The Honolulu City Council today is poised to consider adoption of a bill meant to give private developers of
affordable rental housing greater financial incentives to build on Oahu.
Introduced in January by Council member Tyler Dos Santos-Tam, Bill 3, if passed as originally drafted, would augment older city legislation meant to increase affordable housing options.
The measure will also tap an existing $10 million grant, comprising city general fund money, toward planned construction of over 1,100 new homes.
During the Council’s Committee on Zoning meeting in June, Council member Calvin Say offered amendments to Bill 3’s post-construction grant amounts — meant to incentivize the completion
of those affordable rentals — for units above or below
300 square feet in size.
Under that change, the owner is eligible to receive $15 per square foot of dwelling unit floor area for units less than 300 square feet in size, rented to households earning 60% or below of the area median income — an annual income at or below $55,000.
For affordable rental units 300 square feet or greater in size, the owner is eligible to receive $12,000 per affordable rental unit.
According to Say, the
$15 per square foot is “an
increase from the existing $11.25 per square foot for
affordable rental units rented to comparable household
income groups.”
“Units of 300 square feet or less are considered to be
‘micro-units’ under the city’s affordable housing requirements,” Say said at that meeting. “This increased grant amount is intended to incentivize the development of larger workforce housing for families.”
Still, private developer Paul Lam — with a history of building development projects under city incentives in urban Honolulu — disapproved of Say’s changes to the city’s grant program.
He added, “The cost per square foot to produce a 300-square-foot unit is higher, actually, per square foot.”
Effectively, the new measure bolsters Bill 7, adopted in 2019 by former Mayor Kirk Caldwell’s administration.
That 2019 legislation relaxed private development standards and provided incentives — such as property tax exemption for 10 years, and no fees for the city application process — for qualifying developers’ projects.

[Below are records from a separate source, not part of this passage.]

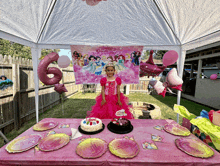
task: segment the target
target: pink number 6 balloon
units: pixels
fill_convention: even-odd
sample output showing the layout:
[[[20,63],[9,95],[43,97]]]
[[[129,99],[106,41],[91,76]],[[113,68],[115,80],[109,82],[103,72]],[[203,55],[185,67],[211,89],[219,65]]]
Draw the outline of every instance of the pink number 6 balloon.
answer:
[[[38,77],[45,85],[58,84],[62,79],[62,72],[56,67],[47,67],[50,63],[57,61],[59,55],[56,52],[51,52],[42,59],[38,65],[37,73]],[[53,74],[53,78],[49,78],[47,74]]]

In 2021 the city added a grant program, Bill 1, to the existing Bill 7.
That action provided
projects with a “completion bonus” of up to $15,000 per unit, while the program was given a $10 million cap, Dos Santos-Tam’s office said.
And on June 1, 2023, Mayor Rick Blangiardi signed Bill 8, which extended Bill 7 — scheduled to expire May 21, 2024 — for another seven years, the city said.

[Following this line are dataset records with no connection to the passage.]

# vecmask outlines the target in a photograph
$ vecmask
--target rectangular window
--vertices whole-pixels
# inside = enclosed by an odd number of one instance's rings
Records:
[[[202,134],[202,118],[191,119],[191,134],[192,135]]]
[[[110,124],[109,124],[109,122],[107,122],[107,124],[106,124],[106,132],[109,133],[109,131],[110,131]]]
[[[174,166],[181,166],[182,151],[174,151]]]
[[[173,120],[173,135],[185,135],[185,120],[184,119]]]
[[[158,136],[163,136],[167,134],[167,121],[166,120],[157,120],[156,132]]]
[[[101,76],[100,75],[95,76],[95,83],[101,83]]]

Previously, the city Department of Planning and Permitting told the Honolulu Star-Advertiser that as of late June, 52 applications for Bill 7 projects were submitted to the city.
Of those, 13 permits were issued, while 39 permits are being processed.
But only one Bill 7 project — Puuhue Apartment LLC’s 25-unit development at 311 Puuhue Place near Liliha Street — has actually been completed, and its city-
issued certificate of occupancy granted, DPP staff say.
The Council is also expected to hold a second-
reading review of Bill 39.
As drafted, that measure would delete requirements for applicants of city-issued building permits to submit notarized affidavits declaring they have no outstanding fines or liens payable to the City and County of Honolulu.
If passed, the bill might reduce the long wait times to get a city building permit, according to DPP Director Dawn Takeuchi Apuna.
DPP admits that its permit backlog remains.
In April, DPP staffers told the Star-Advertiser that building permit applications that have a status of “plans review in progress” included over 4,730 applications for residential permits and about 3,850 for commercial permits. But DPP asserts those numbers vary.
The meeting begins at
10 a.m. inside the City Council’s chambers.